Chelating agents are the drugs or agents used to prevent or reverse the toxic effects of heavy metals on enzymes or accelerate elimination of metals from body.

The term “chelate is derived from the Greek word “ Chele” meaning “Crab’s Claw”. It is used to describe those complexes in which the ligand molecule binds through at least two donor groups so that a ring system is formed. Ligands having potential to form such rings are called chelating agents.

Chelating agent

A flexible molecule with two or more electronegative groups that form stable coordinate bonds with a cationic metal atom.

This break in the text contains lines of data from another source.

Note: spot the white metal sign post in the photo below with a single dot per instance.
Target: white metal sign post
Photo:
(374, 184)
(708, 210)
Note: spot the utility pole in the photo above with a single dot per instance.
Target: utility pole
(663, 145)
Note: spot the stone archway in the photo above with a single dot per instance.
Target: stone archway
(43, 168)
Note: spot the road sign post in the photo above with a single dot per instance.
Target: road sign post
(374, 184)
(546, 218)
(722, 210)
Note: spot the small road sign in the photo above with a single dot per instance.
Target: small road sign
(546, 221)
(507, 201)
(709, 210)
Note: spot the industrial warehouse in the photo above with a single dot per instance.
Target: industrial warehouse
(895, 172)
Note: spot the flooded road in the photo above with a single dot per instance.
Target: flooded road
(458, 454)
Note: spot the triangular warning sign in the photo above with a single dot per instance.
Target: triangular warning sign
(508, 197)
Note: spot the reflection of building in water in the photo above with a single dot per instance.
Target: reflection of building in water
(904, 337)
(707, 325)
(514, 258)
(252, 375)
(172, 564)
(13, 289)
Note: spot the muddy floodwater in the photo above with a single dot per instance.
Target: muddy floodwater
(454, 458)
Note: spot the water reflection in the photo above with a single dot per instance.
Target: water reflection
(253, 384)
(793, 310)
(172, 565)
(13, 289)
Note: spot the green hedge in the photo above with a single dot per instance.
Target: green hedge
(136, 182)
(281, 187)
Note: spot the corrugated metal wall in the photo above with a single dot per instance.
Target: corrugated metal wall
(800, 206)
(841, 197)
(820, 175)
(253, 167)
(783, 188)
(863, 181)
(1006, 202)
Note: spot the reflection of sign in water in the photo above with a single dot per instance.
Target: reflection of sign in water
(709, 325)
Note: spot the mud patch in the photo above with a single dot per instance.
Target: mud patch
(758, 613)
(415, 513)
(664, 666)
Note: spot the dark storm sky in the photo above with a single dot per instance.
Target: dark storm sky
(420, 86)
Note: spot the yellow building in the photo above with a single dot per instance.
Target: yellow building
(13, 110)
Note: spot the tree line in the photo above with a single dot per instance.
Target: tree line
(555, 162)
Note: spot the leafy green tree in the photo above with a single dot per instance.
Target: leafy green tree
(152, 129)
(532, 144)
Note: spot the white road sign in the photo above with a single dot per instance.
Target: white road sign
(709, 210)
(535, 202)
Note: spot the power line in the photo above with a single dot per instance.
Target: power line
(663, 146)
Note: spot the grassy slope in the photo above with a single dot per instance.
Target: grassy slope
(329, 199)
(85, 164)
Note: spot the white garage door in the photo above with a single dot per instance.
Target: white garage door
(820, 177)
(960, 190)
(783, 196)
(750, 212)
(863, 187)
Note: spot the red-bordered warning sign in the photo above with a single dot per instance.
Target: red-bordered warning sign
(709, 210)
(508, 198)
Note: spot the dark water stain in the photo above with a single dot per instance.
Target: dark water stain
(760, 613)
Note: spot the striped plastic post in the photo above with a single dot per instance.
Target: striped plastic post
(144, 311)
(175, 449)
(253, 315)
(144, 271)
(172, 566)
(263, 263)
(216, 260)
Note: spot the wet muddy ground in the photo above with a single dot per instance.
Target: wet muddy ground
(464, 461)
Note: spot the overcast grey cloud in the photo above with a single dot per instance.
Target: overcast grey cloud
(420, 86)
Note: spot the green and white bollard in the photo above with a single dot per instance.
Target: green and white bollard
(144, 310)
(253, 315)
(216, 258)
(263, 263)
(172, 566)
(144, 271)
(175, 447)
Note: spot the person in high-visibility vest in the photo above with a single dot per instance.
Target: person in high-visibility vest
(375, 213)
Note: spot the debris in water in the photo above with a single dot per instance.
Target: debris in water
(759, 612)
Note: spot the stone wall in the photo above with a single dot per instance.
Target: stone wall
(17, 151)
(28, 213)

Metals having Physiological Importance

  • Cr
  • Cu
  • Fe
  • Mg
  • Mn
  • Se
  • Zn

Clinically Important Metals

  • Au
  • Bi
  • F
  • Ga
  • Li
  • Pt

Toxic Metals

  • Al
  • As
  • Cd
  • Co
  • Pb
  • Hg
  • Hg-CH3
  • Ni

Positively charged metal ion binds with functional groups (OH-SH-NH) of enzymes, proteins, co-enzymes and membranes, inactivate the enzymes.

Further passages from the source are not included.